The problem is that today, in the current climate, the kinds of works that emerge as examples of conservative SF seem to be—I stress, seem to be—military SF. Is that the only hallmark we go by anymore? The insistence that war will not only happen but that our heroes must necessarily be those not only skilled at it but quickly willing to step forward to engage it is a questionable basis for dominating what has become a radically diverse field of literature. It bears some similarity to arguments about what may or may not be “real” rock’n’roll, which as time went on become an increasingly impossible argument to win.

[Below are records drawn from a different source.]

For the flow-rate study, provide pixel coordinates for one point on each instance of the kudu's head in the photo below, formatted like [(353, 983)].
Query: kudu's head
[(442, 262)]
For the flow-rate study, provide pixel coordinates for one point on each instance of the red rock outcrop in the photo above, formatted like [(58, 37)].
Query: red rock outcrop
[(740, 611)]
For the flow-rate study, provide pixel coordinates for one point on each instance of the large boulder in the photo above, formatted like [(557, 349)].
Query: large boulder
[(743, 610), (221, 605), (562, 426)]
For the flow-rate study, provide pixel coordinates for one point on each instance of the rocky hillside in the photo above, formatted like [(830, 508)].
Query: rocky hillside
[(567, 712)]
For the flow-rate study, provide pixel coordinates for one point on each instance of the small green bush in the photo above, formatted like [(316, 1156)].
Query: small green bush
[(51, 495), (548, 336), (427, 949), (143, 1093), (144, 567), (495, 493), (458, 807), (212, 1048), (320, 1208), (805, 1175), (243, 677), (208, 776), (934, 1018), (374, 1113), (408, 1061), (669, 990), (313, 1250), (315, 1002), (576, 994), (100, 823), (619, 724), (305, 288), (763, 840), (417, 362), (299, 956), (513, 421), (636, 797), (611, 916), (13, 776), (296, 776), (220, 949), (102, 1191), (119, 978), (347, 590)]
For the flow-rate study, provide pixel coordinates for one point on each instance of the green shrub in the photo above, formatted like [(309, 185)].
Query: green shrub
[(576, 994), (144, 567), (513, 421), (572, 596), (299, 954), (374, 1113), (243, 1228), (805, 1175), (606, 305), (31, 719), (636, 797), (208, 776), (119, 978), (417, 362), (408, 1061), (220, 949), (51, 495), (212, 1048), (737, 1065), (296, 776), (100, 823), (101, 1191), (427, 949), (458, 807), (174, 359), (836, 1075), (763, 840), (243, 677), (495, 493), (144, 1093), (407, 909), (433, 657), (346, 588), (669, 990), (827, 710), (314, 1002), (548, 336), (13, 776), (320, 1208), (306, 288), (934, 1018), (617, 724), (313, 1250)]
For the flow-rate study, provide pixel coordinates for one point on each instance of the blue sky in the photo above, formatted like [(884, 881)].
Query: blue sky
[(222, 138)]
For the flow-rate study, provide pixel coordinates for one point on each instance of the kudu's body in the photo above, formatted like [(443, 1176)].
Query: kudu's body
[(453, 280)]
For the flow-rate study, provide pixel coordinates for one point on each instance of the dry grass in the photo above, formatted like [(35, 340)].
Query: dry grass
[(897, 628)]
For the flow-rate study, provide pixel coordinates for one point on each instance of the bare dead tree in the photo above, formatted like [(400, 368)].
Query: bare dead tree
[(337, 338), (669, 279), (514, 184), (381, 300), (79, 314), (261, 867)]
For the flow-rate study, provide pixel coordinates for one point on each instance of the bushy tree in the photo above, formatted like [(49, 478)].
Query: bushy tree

Damon Knight once said “science fiction is what I point at when I say the words.” Going back and looking at the best of the field, that has always been true.
So what are the issues?
In my opinion, nothing that has anything to do with the stories being written and published other than by extension. Unfortunate as it may be, the criticisms being leveled seem to come back to who is writing them and what they are writing about that contradicts a preferred cultural narrative. (When I hear criticism of a novel that for all intents and purposes is exactly the kind of work being argued for that it is bad SF because it is supposedly a social justice novel, when it is not, and the only things that separate it from the preferred model is a pronoun shift and sexual ambiguities, I cannot but conclude that the criticism is entirely a reaction to a perceived threat to a present-day norm which is not even being called into question within the novel. Transference, anyone?)Â And not even that so much as what stories are winning awards, which is an especially small aspect of the larger project.
At the end of the day, the “snowflakes” would appear to be those who are reacting to stories that criticize the Golden Age cultural assumptions, not the writers of those stories, nor, in my experience, those rewarding said stories. These stories are talking about matters at hand in new ways and leveling criticisms at issues. Their detractors seem more concerned with who is writing them. I do recall a tradition in SF of writing stories in response. I wonder what happened to that?
Of course, that presupposes a good story.